"Classic" 4pi beam convolution and interpolation

mreineck commented 4 years ago

Provide a C++ library (with Python interface), which generates a total convolution data cube from a set of sky and beam a_lm and computes interpolated values for a given list of detector pointings.

Development of this code happens in the directory interpol_ng of https://gitlab.mpcdf.mpg.de/mtr/cxxbase.

Algorithmic details:

the code uses libsharp SHTs to compute the data cube, which is more efficient than the libconviqt approach
shared-memory parallelization is provided via standard C++ threads.
for interpolation, the algorithm and kernel described in https://arxiv.org/abs/1808.06736 are used. This allows very efficient interpolation with user-adjustable accuracy.
no MPI support is planned at the moment, because I do not expect this to scale very well for LiteBIRD-typical resolutions. For massively parallel computation, I recommend processing different detectors simultaneously on different MPI tasks.

External dependencies:

pybind11 (https://github.com/pybind/pybind11) for the Python glue code

mreineck commented 4 years ago

The algorithm is in place and passes basic tests. I'd be happy about any feedback!

ziotom78 commented 4 years ago

Hi @mreineck , very intriguing! A few comments/questions:

Do you plan to release the package using the Python Package Index, so that it will be available through pip? Or do you think that it would be better to merge the source code in this repository, once it works?
I fully agree about not supporting MPI directly in the C++ code, as we are surely going to heavily parallelize TOD generation among detectors using MPI. If the beam-convolution algorithm remains serial, there will be no real loss.
If I understand correctly, the code calculates the data cube but does not perform the convolution on every time sample. Is this correct? If it is so, how complicated will be to implement the latter?

mreineck commented 4 years ago

Do you plan to release the package using the Python Package Index, so that it will be available through pip? Or do you think that it would be better to merge the source code in this repository, once it works?

In the longer term, this kind of public release is an option, but most likely not for the moment. The interface is nowhere near finished (actually, it critically depends on feedback I hope to get from other people), and before that has happened, I'd probably have to bump the major version number every day. I'm not sure what's the best way to proceed here. Having a for of cxxbase inside litebird_sim would be fine with me, in any case.

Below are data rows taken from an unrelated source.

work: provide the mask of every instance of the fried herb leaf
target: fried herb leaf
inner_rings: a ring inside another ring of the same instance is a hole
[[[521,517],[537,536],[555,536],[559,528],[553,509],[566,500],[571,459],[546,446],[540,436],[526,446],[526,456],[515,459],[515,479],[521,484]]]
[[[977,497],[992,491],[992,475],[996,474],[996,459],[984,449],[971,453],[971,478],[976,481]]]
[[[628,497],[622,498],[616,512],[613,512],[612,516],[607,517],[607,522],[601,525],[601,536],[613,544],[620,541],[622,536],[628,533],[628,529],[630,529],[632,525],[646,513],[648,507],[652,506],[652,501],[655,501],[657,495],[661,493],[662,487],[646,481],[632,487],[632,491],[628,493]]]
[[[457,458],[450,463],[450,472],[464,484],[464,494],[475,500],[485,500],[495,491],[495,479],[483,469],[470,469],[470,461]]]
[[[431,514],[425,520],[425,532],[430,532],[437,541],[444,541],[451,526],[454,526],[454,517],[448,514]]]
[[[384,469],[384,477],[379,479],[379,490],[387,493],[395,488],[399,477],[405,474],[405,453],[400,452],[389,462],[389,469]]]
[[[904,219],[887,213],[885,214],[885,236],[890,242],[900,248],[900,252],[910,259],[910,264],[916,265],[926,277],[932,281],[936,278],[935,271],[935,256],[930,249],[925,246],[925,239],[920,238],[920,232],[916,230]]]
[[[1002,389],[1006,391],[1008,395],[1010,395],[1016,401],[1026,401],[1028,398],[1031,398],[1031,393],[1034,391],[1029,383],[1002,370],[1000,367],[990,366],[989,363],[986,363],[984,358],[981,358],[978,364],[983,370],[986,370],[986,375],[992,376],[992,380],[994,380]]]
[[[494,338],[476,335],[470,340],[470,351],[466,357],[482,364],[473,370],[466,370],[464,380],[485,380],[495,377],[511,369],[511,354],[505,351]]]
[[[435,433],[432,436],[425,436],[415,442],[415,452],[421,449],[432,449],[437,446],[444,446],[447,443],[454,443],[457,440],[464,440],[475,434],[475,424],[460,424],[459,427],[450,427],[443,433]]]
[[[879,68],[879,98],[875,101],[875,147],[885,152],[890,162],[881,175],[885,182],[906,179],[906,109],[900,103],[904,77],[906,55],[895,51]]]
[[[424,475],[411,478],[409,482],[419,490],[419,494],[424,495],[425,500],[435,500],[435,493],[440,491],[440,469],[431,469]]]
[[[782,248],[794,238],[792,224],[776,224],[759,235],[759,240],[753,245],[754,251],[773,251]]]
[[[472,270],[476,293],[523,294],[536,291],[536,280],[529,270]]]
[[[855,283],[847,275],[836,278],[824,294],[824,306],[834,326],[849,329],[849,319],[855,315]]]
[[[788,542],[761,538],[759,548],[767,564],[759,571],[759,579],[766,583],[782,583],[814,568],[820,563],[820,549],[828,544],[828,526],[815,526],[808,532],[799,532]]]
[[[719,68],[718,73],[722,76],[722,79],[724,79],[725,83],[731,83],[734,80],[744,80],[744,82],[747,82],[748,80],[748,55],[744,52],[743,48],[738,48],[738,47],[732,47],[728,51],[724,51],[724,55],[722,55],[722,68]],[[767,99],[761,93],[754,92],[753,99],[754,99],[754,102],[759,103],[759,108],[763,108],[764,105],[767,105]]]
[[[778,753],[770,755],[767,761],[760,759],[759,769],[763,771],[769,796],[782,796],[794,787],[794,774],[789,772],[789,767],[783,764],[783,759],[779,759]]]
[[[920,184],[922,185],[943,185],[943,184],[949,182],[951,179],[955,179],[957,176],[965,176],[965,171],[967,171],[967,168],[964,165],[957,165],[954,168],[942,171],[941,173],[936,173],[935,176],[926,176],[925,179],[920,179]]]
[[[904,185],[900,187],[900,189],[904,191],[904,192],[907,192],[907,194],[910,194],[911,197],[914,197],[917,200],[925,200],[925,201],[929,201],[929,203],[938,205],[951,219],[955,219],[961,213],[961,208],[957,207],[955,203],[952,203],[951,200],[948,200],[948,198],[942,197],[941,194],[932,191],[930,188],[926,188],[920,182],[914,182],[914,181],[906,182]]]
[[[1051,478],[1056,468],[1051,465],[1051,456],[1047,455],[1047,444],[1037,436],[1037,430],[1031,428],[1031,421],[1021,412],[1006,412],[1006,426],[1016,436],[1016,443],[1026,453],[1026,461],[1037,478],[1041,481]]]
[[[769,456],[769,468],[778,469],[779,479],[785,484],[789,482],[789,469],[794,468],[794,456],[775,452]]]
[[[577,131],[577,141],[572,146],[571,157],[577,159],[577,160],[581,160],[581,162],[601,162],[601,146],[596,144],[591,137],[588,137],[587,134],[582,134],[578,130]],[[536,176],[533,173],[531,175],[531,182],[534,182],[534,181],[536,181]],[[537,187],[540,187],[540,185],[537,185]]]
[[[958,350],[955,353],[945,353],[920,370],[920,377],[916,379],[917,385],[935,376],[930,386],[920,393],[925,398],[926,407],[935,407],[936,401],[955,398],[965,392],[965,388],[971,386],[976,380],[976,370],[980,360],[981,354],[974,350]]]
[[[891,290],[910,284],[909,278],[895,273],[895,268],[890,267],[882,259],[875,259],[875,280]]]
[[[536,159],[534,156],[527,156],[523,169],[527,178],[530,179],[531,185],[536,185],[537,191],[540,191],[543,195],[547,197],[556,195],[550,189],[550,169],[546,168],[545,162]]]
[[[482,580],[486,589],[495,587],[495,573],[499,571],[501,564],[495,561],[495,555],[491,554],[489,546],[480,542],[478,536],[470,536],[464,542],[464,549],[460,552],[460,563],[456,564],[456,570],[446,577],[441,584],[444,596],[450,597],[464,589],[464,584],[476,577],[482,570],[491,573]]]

I fully agree about not supporting MPI directly in the C++ code, as we are surely going to heavily parallelize TOD generation among detectors using MPI. If the beam-convolution algorithm remains serial, there will be no real loss.

For LiteBIRD that's most likely true. For other experiments with higher resolution and potentially less regular beams it may actually become necessary at some point to add MPI to the C++ code itself, since the data cube may no longer fit into the the memory of a single node.

If I understand correctly, the code calculates the data cube but does not perform the convolution on every time sample. Is this correct? If it is so, how complicated will be to implement the latter?

It actually does both. The library provides a Python class, which is initialized by passing sky and beam a_lm and some additional parameters; from this information, the constructor computes the data cube. The class has an additional interpol method, which accepts pointings (currently theta, phi, psi tuples, may change in the future) and returns the interpolated values.

mreineck commented 4 years ago

If I understand correctly, the code calculates the data cube but does not perform the convolution on every time sample. Is this correct?

Re-reading that comment, I realize that I may have misunderstood what you were saying ... Doing an explicit convolution for each individual sample of a time stream would be prohibitively expensive. It can be done for single samples though, and the code currently has support functions for it (rotate_alm), but they are meant strictly for testing purposes and will not be part of the public interface.

ziotom78 commented 4 years ago

No, I was just referring to the interpolation, not the full convolution. Thanks!

mreineck commented 4 years ago

I think the code now corks correcly for unpolarized input (i.e. only slmT and blmT are supplied), but I'd be happy about independent confirmation. @tskisner, @keskitalo, I'd value your opinion very much, not only on correctness, but also on implementation details if you notice anything you don't like.

keskitalo commented 4 years ago

@mreineck The lack of MPI support could be an issue going forward. The data redistribution in libconviqt allows each MPI task to focus on a small number of isolatitude rings. Without redistribution, each process will have data that spans a significant range in latitude. I have two questions:

Will the large latitude range make the convolution more costly?
Will the large latitude range make the locally stored data cube too large?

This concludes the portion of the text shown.